EPICentre Seminars - A Decision-Making Methodology for Risk-Informed Earthquake Early Warning
03 March 2021, 12:00 pm–1:00 pm
In this seminar Dr Gemma Cremen discusses a novel end-user-oriented approach for Earthquake Early Warning (EEW) decision-making.
This event is free.
Arash Nassirpour – UCL EPICentre / Department of Civil, Environmental & Geomatic Engineering
To maximize the potential of earthquake early warning (EEW) as a credible tool for seismic resilience promotion, it should be combined with next-generation decision support tools that use advanced risk-based predictions and account for unavoidable malfunctions of the system (i.e., false alarms) to determine whether or not alerts/ mitigation actions should be triggered.

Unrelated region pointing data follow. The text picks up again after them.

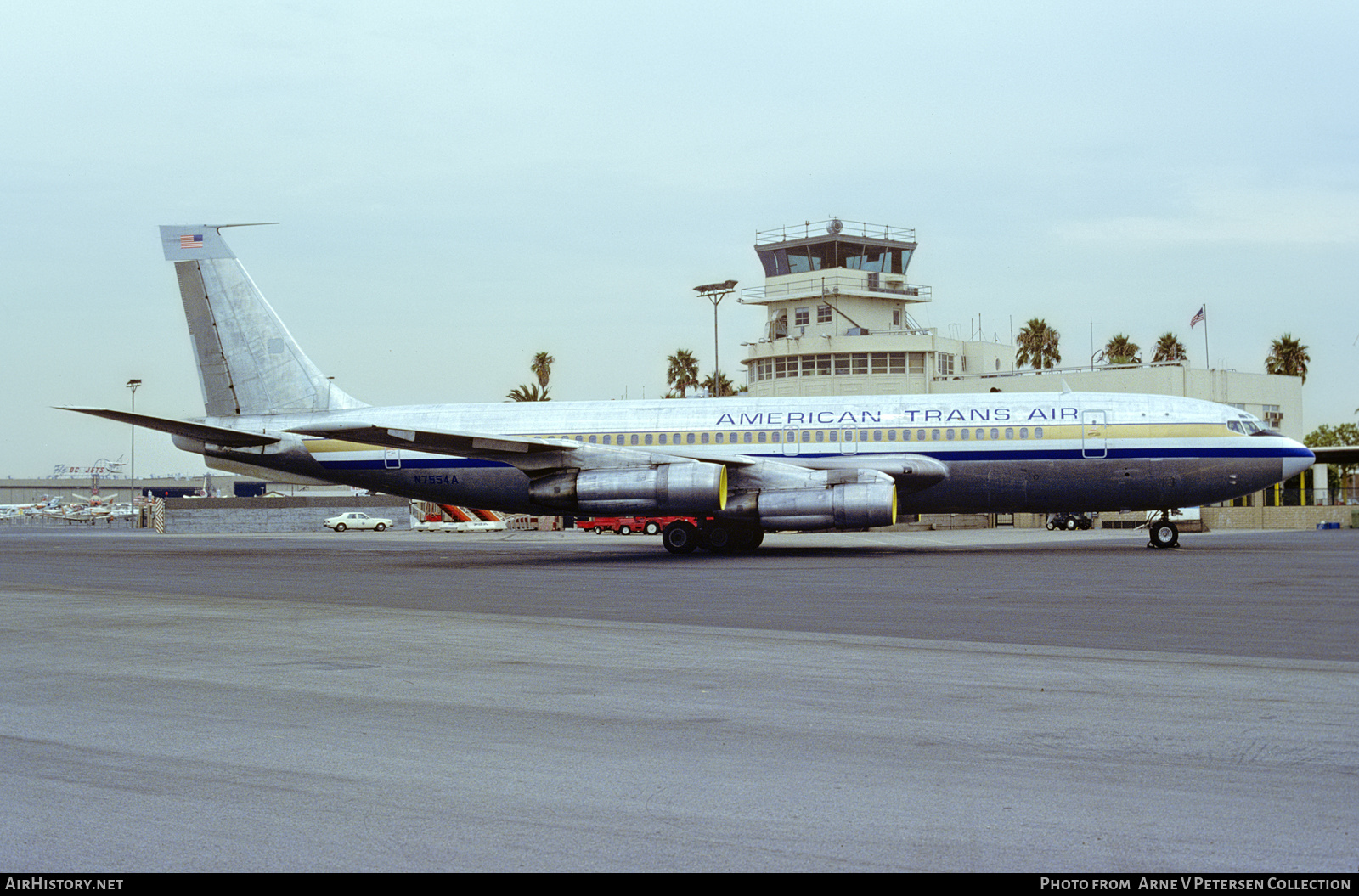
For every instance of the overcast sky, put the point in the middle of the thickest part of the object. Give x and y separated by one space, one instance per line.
464 185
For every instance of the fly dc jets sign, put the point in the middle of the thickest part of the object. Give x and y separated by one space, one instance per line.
910 416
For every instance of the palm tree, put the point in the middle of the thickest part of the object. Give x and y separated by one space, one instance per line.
1039 346
541 368
527 393
1288 357
684 370
1170 348
1120 350
722 388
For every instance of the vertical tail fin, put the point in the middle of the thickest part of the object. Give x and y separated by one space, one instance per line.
248 361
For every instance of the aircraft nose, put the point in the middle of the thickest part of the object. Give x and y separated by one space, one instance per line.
1298 459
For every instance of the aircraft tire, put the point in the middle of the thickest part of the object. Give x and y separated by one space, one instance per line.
718 538
680 538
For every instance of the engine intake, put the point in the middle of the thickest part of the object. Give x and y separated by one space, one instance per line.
677 490
849 506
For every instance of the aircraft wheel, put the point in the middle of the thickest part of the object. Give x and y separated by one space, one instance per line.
1164 534
680 538
718 538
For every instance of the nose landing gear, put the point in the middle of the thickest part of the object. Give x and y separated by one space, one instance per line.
1162 532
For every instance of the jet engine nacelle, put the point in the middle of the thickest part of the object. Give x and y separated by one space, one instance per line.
849 506
673 490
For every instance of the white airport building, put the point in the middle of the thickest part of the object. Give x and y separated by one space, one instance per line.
842 323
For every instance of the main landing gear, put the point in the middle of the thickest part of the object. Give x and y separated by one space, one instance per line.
715 536
1162 532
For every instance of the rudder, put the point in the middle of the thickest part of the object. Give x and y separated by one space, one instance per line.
248 361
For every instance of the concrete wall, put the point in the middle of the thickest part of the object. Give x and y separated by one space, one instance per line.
275 514
1229 518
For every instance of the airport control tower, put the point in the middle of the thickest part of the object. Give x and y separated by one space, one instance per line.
840 316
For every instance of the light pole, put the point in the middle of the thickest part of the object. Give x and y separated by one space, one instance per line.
133 488
715 292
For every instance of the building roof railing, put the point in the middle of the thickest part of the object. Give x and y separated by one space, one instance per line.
1080 369
844 283
835 228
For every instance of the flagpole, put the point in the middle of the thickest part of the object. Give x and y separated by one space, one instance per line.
1207 358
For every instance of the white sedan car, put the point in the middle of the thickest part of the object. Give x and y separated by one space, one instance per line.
357 520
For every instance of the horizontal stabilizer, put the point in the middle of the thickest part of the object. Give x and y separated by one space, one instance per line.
200 431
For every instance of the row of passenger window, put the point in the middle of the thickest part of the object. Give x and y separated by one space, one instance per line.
775 437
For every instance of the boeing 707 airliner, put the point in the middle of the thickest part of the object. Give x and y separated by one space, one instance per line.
741 466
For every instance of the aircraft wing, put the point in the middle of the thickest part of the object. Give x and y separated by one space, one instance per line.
912 472
199 431
1339 454
516 450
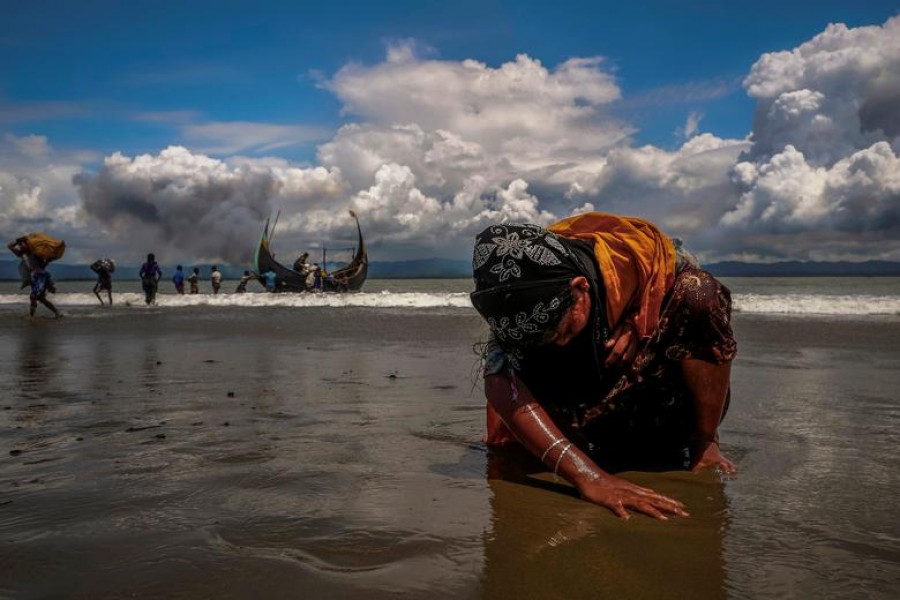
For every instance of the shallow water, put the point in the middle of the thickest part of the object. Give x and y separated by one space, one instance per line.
273 452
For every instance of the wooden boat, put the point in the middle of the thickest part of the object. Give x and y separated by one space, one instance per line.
346 279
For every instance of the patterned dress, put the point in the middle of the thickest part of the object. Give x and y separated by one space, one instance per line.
640 412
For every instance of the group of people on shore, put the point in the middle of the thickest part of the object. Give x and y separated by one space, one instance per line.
36 251
610 349
151 274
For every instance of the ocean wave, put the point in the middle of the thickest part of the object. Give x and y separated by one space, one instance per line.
362 299
810 304
783 304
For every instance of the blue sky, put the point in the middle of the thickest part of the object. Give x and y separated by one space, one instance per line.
261 81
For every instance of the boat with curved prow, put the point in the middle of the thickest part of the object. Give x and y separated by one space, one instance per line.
346 279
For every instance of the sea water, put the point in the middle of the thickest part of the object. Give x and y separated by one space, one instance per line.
796 296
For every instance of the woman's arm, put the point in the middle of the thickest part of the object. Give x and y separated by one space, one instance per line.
532 426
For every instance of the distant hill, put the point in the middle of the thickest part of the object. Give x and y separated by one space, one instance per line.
448 268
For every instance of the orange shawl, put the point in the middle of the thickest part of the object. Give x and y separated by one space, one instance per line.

This presentation will discuss a novel end-user-oriented approach for EEW decision-making that contributes to the required effort. The proposed methodology unifies earthquake-engineering-related performance assessment procedures/metrics (for end-user-focused damage and consequence estimation) with multi-criteria decision-making tools (to consider end-user preferences towards different types of risks).
The benefits of the developed approach will be demonstrated through a series of case studies, using a hypothetical school building.
Please note that the session may be recorded and retained as per UCL’s retention schedule.
Photo Credit: Annaharar / Economist (2020 Aegean Sea earthquake)
About the Speaker
Dr Gemma Cremen
Research Fellow at University College London - EPICentre
Gemma is a Research Fellow at UCL, who specialises in developing statistical tools to support decision-making related to seismic activity and other natural hazards. She is currently working to quantify, model and communicate disaster risk within the GCRF-funded “Tomorrow’s Cities” hub (https://www.tomorrowscities.org/) and is also contributing to the ongoing development of next-generation earthquake early warning systems within the EU-funded “TURNkey” project (https://earthquake-turnkey.eu/).
Prior to joining UCL, Gemma worked at the University of Bristol on improving understanding of the seismic hazard and risk associated with UK shale gas development. She completed her PhD in Earthquake Engineering at Stanford University in 2019.